Lois Ellen Frank is a resident here in Eldorado. She is part Navajo Indian, a cultural anthropologist, photographer, author of the award-winning cookbook, Food of the Southwest Indian Nations: Traditional and Contemporary Native American Recipes, and proprietor of Red Mesa Catering, as well as a gardener and herbalist. She currently also teaches here in Santa Fe. And she is the photographer of many of those posters of chile, sunflowers, corn, etc. that some of us are familiar with. And she certainly lived up to her reputation!

Her talk was mostly about her background, her cookbook, and her work in researching and promoting a return to a healthy and traditional Navajo diet based on a culture of corn, chile, beans and squash, as well as piñon seeds, juniper berries, prickly pear cactus, healthy churro sheep, etc. She also spoke at length about the damage to the health and diets of Native Americans from unhealthy foods introduced by our government into the cultures of native peoples.

As a diabetic, I heard some really exciting information, such as the natural sugar-reducers in the membranes of prickly pear cactus and the potential for improvement of Type 2 diabetes in the general population.

As an added bonus, Ms Frank brought some samples of her recipes, such as cactus jelly, a prickly pear dessert, and pumpkin-piñon cookies. All delicious! I have not purchased a copy of Ms Frank’s cookbook yet, but I plan on doing so soon. I highly recommend it to anyone who is interested in learning more about the healthy native foods of the southwest part of this country. We left realizing how fortunate we are to have such a treasure living here in Eldorado!

(Photo from Santa Fe Wine and Chile Fiesta 2002: Lois Frank and her partners Walter Whitewater and Sam Etheridge)


Buck said...

That cover is more than enough to sell me on the book. I'm such a sucker... spelled d-e-v-o-t-e-e ... for chiles it's not funny. Or maybe it is, I dunno. ;-)

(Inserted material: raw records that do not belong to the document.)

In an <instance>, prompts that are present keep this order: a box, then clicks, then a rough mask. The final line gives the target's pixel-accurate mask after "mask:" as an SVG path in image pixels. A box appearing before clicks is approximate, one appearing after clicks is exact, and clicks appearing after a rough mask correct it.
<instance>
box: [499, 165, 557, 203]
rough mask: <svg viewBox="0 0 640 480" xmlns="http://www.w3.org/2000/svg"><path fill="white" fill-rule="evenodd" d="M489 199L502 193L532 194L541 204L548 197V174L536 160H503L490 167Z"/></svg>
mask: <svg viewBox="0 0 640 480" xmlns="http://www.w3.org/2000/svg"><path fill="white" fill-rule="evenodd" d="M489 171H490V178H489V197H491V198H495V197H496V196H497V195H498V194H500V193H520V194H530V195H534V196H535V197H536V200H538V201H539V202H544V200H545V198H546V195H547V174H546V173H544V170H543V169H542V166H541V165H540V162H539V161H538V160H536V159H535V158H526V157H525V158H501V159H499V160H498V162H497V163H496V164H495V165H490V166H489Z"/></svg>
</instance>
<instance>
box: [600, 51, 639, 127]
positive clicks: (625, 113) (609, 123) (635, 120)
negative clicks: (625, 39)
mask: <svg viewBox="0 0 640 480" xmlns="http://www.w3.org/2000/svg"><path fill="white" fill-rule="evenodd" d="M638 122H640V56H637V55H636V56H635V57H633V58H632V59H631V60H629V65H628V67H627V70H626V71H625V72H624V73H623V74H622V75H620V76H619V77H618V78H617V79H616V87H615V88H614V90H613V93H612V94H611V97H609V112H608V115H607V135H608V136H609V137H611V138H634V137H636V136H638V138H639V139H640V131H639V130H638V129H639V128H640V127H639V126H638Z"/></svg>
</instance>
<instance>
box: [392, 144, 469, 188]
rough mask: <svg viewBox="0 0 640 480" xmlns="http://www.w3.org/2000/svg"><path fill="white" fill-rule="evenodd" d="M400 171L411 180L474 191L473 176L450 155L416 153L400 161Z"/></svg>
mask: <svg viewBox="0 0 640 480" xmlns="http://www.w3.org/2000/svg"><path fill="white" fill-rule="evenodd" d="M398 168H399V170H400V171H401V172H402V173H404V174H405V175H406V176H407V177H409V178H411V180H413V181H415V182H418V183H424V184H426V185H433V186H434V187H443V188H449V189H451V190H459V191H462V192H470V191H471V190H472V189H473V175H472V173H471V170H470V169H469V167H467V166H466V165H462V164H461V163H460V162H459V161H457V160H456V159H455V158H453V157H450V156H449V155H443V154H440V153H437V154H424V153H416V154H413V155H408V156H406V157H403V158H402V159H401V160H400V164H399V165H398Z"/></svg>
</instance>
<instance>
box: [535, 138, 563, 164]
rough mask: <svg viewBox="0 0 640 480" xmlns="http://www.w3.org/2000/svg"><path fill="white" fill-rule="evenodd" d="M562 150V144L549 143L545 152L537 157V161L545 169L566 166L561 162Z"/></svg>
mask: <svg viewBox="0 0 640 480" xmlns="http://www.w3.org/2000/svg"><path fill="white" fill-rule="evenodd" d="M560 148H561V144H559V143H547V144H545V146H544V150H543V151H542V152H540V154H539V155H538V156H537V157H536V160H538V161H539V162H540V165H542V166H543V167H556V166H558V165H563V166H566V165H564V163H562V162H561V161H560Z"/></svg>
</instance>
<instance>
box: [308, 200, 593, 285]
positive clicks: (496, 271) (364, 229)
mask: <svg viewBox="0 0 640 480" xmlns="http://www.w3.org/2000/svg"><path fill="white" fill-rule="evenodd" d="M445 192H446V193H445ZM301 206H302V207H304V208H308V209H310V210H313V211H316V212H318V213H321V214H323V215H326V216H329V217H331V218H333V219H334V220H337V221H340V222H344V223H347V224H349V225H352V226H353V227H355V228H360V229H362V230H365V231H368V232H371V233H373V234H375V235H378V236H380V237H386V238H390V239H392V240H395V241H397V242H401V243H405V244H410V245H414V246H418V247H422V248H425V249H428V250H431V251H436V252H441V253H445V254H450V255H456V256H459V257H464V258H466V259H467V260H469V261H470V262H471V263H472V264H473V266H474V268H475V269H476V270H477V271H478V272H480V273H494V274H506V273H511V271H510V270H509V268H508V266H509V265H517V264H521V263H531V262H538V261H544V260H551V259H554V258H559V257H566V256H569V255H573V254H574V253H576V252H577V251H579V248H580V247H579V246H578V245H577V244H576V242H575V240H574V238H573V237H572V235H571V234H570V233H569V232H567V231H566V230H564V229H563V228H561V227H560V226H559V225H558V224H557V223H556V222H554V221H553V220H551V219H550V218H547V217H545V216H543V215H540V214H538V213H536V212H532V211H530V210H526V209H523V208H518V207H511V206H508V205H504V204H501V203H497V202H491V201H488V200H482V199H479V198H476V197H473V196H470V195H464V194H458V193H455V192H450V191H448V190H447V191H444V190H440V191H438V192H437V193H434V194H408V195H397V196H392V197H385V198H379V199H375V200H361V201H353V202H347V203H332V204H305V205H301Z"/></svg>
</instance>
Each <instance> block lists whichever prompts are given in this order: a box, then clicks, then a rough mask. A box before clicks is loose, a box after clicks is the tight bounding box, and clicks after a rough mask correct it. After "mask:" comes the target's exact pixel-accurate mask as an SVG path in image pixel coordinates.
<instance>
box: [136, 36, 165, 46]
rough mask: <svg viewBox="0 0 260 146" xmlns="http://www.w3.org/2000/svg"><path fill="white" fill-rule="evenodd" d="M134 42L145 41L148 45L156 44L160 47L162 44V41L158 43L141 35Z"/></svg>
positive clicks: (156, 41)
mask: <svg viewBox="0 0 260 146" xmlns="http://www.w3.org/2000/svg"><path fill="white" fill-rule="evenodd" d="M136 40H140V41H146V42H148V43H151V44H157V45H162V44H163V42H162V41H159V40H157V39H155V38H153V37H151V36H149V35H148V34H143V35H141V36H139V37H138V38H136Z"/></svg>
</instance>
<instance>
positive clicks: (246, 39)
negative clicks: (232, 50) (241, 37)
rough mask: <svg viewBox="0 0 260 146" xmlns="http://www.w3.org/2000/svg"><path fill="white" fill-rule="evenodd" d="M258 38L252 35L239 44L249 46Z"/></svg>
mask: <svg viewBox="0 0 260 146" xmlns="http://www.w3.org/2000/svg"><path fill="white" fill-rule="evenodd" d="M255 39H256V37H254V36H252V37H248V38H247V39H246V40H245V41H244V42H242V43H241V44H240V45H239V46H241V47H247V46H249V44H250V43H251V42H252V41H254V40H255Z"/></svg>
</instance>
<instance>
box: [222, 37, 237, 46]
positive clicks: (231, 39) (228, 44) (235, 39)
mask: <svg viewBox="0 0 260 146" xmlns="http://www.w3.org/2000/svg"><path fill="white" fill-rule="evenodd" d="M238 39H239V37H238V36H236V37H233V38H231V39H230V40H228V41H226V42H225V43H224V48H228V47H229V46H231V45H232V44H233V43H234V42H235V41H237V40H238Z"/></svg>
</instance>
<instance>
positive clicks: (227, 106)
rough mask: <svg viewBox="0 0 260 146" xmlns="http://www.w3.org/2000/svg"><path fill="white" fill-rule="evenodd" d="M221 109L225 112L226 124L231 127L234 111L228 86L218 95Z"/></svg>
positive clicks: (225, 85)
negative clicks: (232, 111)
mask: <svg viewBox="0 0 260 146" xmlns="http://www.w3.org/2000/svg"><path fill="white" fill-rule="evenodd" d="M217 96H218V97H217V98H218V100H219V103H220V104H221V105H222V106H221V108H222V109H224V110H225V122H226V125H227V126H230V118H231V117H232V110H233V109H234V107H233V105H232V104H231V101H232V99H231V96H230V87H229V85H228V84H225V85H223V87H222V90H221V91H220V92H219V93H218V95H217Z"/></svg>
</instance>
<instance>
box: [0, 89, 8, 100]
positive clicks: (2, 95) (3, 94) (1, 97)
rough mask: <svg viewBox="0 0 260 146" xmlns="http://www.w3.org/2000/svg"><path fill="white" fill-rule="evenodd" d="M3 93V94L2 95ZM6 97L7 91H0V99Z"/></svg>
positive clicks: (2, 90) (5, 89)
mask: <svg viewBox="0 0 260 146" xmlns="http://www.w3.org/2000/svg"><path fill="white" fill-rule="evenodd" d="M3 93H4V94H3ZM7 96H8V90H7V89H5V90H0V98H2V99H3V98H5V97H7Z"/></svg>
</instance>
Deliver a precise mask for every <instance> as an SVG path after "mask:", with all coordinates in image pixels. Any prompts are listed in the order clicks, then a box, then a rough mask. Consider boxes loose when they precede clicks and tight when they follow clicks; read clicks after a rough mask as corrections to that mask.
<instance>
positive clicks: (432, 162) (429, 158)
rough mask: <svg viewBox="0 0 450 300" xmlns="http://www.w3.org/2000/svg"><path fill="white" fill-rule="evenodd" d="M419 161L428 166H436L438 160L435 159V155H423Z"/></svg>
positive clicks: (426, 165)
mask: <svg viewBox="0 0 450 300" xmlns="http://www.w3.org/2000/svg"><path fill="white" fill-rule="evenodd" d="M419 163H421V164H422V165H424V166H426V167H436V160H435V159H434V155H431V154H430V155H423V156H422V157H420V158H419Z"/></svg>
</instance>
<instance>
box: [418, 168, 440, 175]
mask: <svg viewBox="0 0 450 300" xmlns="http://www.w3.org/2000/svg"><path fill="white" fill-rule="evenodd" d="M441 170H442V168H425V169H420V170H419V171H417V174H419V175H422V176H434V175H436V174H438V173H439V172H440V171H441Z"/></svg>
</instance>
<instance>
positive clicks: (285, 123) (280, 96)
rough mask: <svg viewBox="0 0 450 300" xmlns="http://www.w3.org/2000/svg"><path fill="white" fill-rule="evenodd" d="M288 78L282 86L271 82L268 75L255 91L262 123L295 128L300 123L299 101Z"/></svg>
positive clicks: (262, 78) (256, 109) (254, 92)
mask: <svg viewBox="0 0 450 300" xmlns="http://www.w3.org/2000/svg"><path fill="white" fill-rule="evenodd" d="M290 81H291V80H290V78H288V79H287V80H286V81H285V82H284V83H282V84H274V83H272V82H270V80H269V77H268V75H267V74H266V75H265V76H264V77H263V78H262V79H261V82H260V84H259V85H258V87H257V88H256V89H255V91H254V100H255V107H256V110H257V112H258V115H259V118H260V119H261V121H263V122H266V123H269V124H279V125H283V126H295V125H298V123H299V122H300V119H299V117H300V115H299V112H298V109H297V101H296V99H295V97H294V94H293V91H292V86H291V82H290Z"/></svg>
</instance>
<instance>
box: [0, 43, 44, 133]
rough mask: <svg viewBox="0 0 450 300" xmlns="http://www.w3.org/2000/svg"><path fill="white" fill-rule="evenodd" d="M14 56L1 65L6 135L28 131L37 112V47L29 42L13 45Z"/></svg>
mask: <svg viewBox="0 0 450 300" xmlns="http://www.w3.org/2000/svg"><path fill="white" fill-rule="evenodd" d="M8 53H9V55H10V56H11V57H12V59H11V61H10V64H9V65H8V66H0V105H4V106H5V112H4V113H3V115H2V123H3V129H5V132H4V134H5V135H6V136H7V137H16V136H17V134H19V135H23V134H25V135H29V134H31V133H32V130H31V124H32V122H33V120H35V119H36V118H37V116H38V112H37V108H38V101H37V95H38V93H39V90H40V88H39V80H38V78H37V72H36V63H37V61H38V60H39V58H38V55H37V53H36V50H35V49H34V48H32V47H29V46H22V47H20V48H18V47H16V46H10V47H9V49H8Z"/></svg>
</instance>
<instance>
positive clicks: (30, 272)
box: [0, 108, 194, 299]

Lois Frank sounds like a woman I'd like to hear speak.

Towanda said...

Probably one of my top three reasons for wanting to live in New Mexico was the green chile and the rest of the fantastic New Mexico cuisine!!!

Laurel said...

Your mention of Prickly Pear Cactus reminded me of a trip to Las Vegas where I tried Dried Prickly Pear and Prickly Pear Jam for the first time. I LOVED them.